What happens when an employee makes a claim for unpaid wages, and wins?  The employee, as the prevailing party, has a statutory right to recover the attorney’s fees reasonably incurred in achieving the victory. 

            What happens when an employee makes a claim for unpaid wages (other than minimum wage or overtime)[1] and loses?  The employer, as prevailing party, could also recover its attorney’s fees reasonably incurred in defending against the meritless claim.  That’s about to change. 

            Effective January 1, 2014, Labor Code § 218.5 will provide that a prevailing employer can recover its defense costs only if it proves to the court that the employee brought the action “in bad faith.”  “In bad faith” is not defined in the statute, but it will probably mean something like “the claim was brought with knowledge that it was baseless or with intent to harm the employer.” 

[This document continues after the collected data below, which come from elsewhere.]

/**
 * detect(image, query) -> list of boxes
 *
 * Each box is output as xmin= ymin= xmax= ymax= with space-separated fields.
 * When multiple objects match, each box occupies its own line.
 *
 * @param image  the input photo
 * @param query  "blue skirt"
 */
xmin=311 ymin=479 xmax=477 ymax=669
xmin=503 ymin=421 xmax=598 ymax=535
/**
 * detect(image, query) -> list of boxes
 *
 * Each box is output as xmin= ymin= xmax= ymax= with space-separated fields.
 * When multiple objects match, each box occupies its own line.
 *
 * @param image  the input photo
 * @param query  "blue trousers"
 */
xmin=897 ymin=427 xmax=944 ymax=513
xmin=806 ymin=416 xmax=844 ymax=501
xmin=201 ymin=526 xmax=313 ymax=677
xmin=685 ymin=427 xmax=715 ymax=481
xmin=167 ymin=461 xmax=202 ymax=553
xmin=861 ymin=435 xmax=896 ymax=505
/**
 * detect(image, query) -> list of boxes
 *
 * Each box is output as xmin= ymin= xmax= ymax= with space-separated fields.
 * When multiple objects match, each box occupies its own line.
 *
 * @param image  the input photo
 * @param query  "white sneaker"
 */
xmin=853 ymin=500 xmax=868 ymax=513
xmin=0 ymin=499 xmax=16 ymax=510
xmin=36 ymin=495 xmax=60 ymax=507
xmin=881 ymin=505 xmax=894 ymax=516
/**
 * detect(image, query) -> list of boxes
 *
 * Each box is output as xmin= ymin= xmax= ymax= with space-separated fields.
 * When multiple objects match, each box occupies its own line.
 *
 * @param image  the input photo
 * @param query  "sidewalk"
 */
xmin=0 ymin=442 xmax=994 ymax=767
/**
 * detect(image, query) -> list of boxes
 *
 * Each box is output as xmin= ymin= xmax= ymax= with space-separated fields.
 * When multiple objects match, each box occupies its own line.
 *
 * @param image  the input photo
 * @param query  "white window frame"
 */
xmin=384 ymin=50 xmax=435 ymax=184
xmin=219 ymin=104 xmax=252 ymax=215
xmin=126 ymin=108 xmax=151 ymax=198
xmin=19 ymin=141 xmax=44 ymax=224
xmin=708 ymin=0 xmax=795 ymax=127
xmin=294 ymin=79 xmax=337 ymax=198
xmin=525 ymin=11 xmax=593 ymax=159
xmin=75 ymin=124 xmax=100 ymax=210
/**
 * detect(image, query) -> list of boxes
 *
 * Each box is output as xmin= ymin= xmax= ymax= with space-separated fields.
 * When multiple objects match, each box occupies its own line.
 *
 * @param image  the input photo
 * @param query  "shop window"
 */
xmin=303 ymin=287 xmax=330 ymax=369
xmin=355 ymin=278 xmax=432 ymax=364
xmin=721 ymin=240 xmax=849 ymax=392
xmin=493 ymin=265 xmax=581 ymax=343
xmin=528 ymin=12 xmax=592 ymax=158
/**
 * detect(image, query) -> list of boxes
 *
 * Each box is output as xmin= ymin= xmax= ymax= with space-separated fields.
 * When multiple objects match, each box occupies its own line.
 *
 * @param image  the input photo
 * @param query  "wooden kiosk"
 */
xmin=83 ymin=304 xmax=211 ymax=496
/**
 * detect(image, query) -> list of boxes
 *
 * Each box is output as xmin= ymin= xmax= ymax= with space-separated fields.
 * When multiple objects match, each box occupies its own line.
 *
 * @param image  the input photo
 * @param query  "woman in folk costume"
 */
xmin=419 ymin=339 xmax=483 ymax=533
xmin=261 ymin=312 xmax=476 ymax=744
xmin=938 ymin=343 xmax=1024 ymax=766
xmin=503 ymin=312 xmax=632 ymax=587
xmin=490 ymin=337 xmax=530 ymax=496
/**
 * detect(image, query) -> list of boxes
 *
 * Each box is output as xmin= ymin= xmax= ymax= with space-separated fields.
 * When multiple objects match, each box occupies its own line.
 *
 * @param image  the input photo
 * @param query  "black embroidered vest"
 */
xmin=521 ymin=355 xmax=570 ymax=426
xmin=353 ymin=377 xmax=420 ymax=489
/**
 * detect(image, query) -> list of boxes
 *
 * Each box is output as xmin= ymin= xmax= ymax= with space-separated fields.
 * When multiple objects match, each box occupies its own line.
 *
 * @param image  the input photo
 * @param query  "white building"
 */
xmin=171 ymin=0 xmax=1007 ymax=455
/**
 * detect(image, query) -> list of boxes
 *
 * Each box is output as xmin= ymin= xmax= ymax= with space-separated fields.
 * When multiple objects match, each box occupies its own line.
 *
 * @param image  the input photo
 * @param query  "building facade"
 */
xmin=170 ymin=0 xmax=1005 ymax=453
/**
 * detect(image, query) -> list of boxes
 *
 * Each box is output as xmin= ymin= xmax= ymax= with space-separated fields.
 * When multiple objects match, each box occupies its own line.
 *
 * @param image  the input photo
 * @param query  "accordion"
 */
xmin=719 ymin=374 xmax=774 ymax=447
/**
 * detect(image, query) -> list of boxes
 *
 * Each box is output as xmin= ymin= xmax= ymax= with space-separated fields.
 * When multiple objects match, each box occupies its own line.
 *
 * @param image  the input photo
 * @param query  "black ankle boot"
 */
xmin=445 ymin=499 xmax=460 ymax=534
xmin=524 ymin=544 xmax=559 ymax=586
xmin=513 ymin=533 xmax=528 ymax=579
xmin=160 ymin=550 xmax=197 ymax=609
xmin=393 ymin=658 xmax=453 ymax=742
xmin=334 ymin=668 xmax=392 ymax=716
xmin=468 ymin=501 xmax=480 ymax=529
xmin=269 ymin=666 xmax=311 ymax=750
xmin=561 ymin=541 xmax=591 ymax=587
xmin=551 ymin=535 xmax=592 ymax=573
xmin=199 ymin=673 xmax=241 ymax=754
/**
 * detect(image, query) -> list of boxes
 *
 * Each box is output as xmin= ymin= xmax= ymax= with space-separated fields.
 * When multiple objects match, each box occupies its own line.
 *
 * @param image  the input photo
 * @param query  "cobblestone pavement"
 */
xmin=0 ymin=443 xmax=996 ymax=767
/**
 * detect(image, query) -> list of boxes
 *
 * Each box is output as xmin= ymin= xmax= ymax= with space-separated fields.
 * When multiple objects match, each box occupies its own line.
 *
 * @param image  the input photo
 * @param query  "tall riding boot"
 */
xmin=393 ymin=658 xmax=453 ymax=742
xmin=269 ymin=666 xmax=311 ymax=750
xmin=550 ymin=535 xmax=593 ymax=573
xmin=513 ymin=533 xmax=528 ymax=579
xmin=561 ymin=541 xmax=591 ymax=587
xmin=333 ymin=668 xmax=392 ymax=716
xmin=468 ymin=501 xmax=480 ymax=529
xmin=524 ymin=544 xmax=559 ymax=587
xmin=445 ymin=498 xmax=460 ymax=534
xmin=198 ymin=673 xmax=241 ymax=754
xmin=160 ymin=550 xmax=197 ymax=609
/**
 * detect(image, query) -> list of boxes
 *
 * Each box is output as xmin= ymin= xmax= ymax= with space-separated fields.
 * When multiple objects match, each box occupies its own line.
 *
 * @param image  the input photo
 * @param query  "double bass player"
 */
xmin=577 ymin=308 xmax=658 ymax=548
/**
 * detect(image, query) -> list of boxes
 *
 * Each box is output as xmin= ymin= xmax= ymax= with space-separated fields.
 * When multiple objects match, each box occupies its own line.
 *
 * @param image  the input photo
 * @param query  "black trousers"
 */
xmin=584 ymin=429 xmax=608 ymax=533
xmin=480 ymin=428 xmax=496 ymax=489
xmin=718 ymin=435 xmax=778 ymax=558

            Governor Brown signed the legislation, SB 462, making this change on August 26, 2013.  The bill’s author, Sen. Bill Monning, D-Carmel, stated that this amendment corrects “an historic injustice” and “brings California into conformity with the overwhelming majority of states in the country.”  Many employers, however, see nothing unjust in being allowed to recoup expenses they have laid out in response to an employee’s unfounded claims. 

            The amendment was prompted by a 2012 California Supreme Court ruling holding that a prevailing employer in a meal-rest penalties case could not recover attorneys’ fees because such penalties are not “wages” and the Labor Code statutes permit fee recovery only in actions involving wages. Kirby v. Immoos Fire Protection, 53 Cal. 4th 1244 (2012).  Although there was no applicable fee-shifting statute in Kirby, the case implied that if the claims had involved wages instead of penalties, an award of attorneys’ fees to the prevailing employer would have been appropriate.  The reaction from SB 462’s sponsor — the California Employment Lawyers Association — was to try to protect plaintiff employees from that eventuality by requiring successful employers to prove bad faith. 

            Workplace Solution:   Employers hoping to recover attorney’s fees for successfully fending off non-minimum wage and non-OT claims for wages or benefits must prove that the claiming employee or former employee was a bad actor.  This new law makes it even more important to have good policies and practices in place to avoid facing wage claims in the first place.

[1]  California has a one-way, pro-employee fee-shifting provision in place for claims seeking unpaid minimum wages and unpaid overtime pay, by which the prevailing employee is entitled to attorney’s fees.  This new amendment does not change that rule.